Seems so, missed that aspect.


[deleted]


The FSF's interpretation is valid for GPLv2 and LGPLv2 as well, since the line "You may not impose any further restrictions on the recipients' exercise of the rights granted herein." is also in there (not everyone agrees with this interpreation, but that's beside the point). The anti-tivoization clauses are not considered to be the problem, generally, since app developers are not distributing tivoized hardware or tivoizing it with their software.

Also, the path for solving compliance problems for (L)GPLv3 is much more well defined, as opposed to the case of v2. That's a plus.
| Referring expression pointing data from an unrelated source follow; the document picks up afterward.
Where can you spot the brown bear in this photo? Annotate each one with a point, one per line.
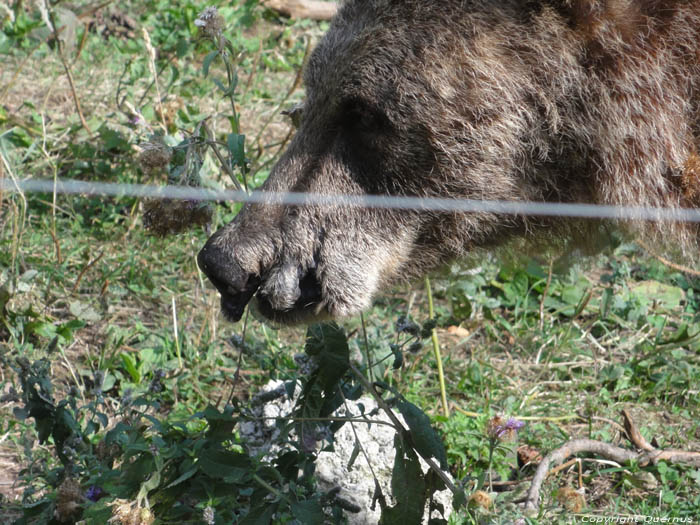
(586, 101)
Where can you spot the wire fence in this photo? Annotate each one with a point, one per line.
(428, 204)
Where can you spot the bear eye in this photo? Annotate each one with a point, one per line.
(358, 115)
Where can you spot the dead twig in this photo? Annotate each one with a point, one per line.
(66, 68)
(670, 264)
(648, 455)
(313, 9)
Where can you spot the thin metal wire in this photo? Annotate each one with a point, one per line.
(429, 204)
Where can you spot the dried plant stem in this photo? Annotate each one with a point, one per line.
(66, 68)
(19, 217)
(648, 455)
(544, 293)
(175, 334)
(367, 353)
(154, 72)
(295, 85)
(436, 350)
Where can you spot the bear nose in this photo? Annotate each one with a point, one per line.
(235, 285)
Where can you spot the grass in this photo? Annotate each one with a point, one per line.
(563, 344)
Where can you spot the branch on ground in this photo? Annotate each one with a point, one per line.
(648, 455)
(313, 9)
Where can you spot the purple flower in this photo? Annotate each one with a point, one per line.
(497, 429)
(94, 493)
(511, 425)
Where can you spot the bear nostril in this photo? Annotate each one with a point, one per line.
(235, 285)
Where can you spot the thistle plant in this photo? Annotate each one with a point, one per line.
(500, 431)
(182, 161)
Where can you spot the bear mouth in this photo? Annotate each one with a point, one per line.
(308, 307)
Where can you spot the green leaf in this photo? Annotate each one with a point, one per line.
(606, 303)
(208, 60)
(130, 365)
(328, 343)
(664, 295)
(236, 147)
(425, 439)
(461, 305)
(408, 488)
(308, 512)
(225, 464)
(260, 515)
(183, 477)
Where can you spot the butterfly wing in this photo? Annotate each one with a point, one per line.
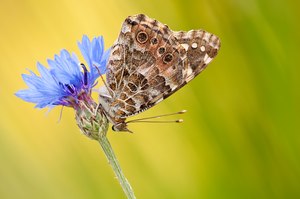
(149, 62)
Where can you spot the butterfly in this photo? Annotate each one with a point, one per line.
(148, 63)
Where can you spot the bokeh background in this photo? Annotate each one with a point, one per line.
(241, 135)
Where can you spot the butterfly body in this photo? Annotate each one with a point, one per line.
(148, 63)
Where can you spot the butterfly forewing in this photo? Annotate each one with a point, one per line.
(149, 62)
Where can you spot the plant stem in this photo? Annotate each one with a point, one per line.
(115, 166)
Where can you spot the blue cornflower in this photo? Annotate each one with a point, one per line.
(67, 81)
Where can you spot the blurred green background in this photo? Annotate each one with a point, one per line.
(241, 135)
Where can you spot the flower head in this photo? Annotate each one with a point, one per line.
(67, 81)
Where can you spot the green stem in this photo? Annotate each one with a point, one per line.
(115, 166)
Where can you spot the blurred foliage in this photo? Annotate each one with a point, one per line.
(240, 138)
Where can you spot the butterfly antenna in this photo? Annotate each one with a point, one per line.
(146, 119)
(101, 76)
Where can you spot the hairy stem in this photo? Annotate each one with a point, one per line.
(115, 166)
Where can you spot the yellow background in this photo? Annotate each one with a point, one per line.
(241, 135)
But that isn't new with the version change, is it? LGPL 2.1 also requires you to make your source code or object files available for iOS apps, and the restrictions clause is there as well.


I'm moving towards using Qt at work. My understanding is that nothing major changed with regards to licensing recently. Why do you think it is now more restrictive?


It's not, but it scares company lawyers nonetheless. For example if you develop a tool for internal use, and later decide to ship to 3rd parties, or more general audience (say mod tool editor for a game).